En 2013 se adjudicaron 780 viviendas del fondo

El Fondo Social de Viviendas se amplía a mayores que asumen las deudas de hijos

Vista de edificios de viviendas en construcción en Madrid.
Vista de edificios de viviendas en construcción en Madrid. EFE

Las personas prejubiladas o jubiladas que hayan avalado las deudas de sus hijos o nietos podrán solicitar una casa del Fondo Social de Viviendas (FSV), que ha ampliado así su ámbito de aplicación para acoger más supuestos de vulnerabilidad social.

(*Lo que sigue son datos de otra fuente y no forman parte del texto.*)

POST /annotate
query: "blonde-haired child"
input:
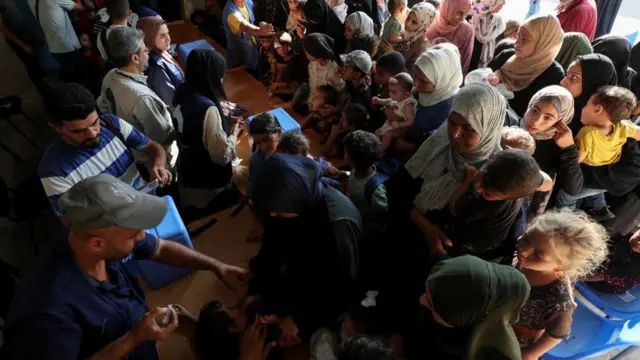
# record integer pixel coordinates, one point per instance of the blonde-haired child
(558, 247)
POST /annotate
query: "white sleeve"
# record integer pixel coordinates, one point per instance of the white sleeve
(221, 148)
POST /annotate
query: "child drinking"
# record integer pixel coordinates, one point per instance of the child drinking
(392, 31)
(404, 106)
(557, 248)
(600, 142)
(365, 187)
(356, 72)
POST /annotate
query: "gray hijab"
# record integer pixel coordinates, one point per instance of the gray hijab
(443, 169)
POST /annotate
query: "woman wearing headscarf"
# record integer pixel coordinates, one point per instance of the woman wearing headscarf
(311, 231)
(415, 41)
(164, 75)
(531, 66)
(450, 24)
(488, 25)
(319, 17)
(550, 111)
(471, 306)
(209, 137)
(573, 45)
(579, 16)
(618, 50)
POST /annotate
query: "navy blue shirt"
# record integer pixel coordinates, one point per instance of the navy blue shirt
(60, 312)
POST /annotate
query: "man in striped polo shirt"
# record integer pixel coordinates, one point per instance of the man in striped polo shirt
(87, 148)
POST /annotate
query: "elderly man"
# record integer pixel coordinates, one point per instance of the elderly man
(126, 94)
(83, 300)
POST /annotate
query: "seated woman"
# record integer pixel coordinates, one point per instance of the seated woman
(573, 45)
(239, 29)
(319, 17)
(164, 75)
(209, 137)
(451, 25)
(618, 49)
(622, 272)
(472, 305)
(306, 283)
(531, 66)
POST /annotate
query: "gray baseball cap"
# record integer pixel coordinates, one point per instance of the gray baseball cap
(103, 201)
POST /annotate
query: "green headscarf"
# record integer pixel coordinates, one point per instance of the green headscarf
(483, 297)
(574, 44)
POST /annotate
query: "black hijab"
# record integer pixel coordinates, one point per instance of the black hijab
(597, 71)
(618, 49)
(320, 18)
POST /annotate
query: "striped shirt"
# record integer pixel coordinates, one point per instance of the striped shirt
(64, 165)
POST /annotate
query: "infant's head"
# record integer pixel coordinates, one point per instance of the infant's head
(400, 86)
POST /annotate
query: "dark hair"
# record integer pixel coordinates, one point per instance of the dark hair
(212, 338)
(363, 148)
(294, 143)
(68, 102)
(365, 42)
(357, 115)
(118, 10)
(617, 101)
(392, 62)
(512, 172)
(331, 95)
(365, 348)
(395, 5)
(405, 80)
(264, 124)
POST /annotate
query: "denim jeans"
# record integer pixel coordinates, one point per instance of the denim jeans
(593, 198)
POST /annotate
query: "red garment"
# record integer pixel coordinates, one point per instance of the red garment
(579, 16)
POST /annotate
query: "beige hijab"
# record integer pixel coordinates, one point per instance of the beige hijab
(547, 34)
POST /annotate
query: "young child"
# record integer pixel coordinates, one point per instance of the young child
(324, 111)
(392, 31)
(606, 130)
(557, 248)
(515, 137)
(354, 117)
(365, 187)
(356, 72)
(404, 105)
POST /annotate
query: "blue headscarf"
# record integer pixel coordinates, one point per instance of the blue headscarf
(287, 184)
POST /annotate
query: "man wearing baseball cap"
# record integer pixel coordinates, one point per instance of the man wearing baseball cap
(83, 299)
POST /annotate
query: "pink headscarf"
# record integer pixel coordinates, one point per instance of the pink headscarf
(461, 35)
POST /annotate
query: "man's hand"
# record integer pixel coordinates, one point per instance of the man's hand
(563, 136)
(288, 328)
(252, 347)
(163, 175)
(147, 328)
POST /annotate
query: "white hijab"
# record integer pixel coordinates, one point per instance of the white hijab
(441, 64)
(359, 21)
(443, 169)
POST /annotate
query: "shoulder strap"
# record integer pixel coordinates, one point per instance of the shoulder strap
(372, 184)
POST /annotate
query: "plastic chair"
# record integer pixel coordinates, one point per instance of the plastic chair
(155, 274)
(619, 306)
(593, 335)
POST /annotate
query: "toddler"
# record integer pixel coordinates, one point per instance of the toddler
(392, 31)
(557, 248)
(404, 105)
(366, 186)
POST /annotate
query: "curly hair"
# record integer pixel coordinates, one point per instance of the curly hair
(578, 243)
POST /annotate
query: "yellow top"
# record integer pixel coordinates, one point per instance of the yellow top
(233, 20)
(600, 150)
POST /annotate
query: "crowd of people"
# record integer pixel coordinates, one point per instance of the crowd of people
(441, 220)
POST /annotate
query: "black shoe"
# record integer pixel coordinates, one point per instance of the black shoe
(601, 214)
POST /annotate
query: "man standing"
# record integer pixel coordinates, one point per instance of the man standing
(83, 300)
(126, 94)
(88, 147)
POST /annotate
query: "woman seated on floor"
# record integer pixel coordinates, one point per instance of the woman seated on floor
(209, 136)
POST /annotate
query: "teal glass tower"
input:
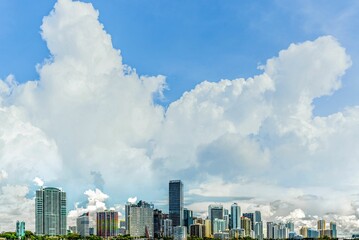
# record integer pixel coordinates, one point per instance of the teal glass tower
(50, 212)
(176, 202)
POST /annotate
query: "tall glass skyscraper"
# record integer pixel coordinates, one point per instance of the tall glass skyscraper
(107, 223)
(50, 212)
(236, 216)
(176, 202)
(215, 211)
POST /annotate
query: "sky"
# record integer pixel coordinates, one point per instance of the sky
(251, 102)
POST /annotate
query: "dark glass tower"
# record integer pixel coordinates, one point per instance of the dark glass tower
(176, 202)
(50, 212)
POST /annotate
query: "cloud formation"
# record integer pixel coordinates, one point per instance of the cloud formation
(91, 121)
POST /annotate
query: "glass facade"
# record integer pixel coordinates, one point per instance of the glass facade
(50, 212)
(176, 202)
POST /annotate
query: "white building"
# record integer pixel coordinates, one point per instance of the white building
(180, 233)
(139, 219)
(236, 216)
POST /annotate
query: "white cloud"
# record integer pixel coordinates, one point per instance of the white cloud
(38, 181)
(96, 201)
(89, 115)
(3, 175)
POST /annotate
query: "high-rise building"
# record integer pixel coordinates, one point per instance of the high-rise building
(258, 230)
(321, 225)
(197, 230)
(270, 230)
(176, 202)
(167, 228)
(20, 229)
(187, 218)
(180, 233)
(158, 218)
(333, 227)
(246, 225)
(304, 232)
(290, 226)
(219, 225)
(50, 211)
(208, 225)
(251, 217)
(257, 216)
(73, 229)
(226, 218)
(107, 223)
(215, 211)
(139, 219)
(312, 233)
(283, 231)
(82, 223)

Según informa el Ministerio de Economía, el FSV está destinado a quienes, como consecuencia de un desahucio, han perdido su vivienda a partir del 1 de enero de 2008. En el primer año de aplicación, el 2013, se recibieron 1.537 solicitudes y se adjudicaron 780 viviendas.

Tras las últimas modificaciones, se permitirá que se queden en la vivienda quienes la hayan perdido por una ejecución forzosa y tras haber sido adjudicada y, en casos de dación en pago, a cambio de un alquiler reducido.

La renta para estos casos oscilaría entre 150 y 400 euros al mes o por debajo en circunstancias especiales, tal como está previsto en el Convenio del Fondo Social de Viviendas, creado en enero de 2013 y que cuenta con 6.000 viviendas de 33 entidades financieras.

La extensión del ámbito de aplicación del convenio por el que se rige el Fondo Social de Viviendas permitirá ampliar las circunstancias personales y familiares que dan derecho a solicitar una vivienda al FSV.

El Ministerio también señala que a partir de ahora también se tendrá en cuenta a las unidades familiares con hijos menores de edad, y no solo los de menos de tres años.

También a las personas en situación de dependencia o con discapacidad para las que la vivienda supone, de acuerdo con el informe de los Servicios Sociales competentes, “un activo indispensable para el mantenimiento de su inclusión social y autonomía”. El requisito hasta ahora era una discapacidad del 33 % o superior.

Asimismo podrán solicitar una vivienda del fondo otras personas o unidades familiares con distintas circunstancias de vulnerabilidad social, previo informe de los Servicios Sociales, lo que, según el Ministerio, amplía el acceso a muchas situaciones de riesgo social no tipificadas.

Además se mantienen los requisitos anteriores como son la situación de desempleo y sin prestaciones, familias monoparentales, familias numerosas o violencia de género.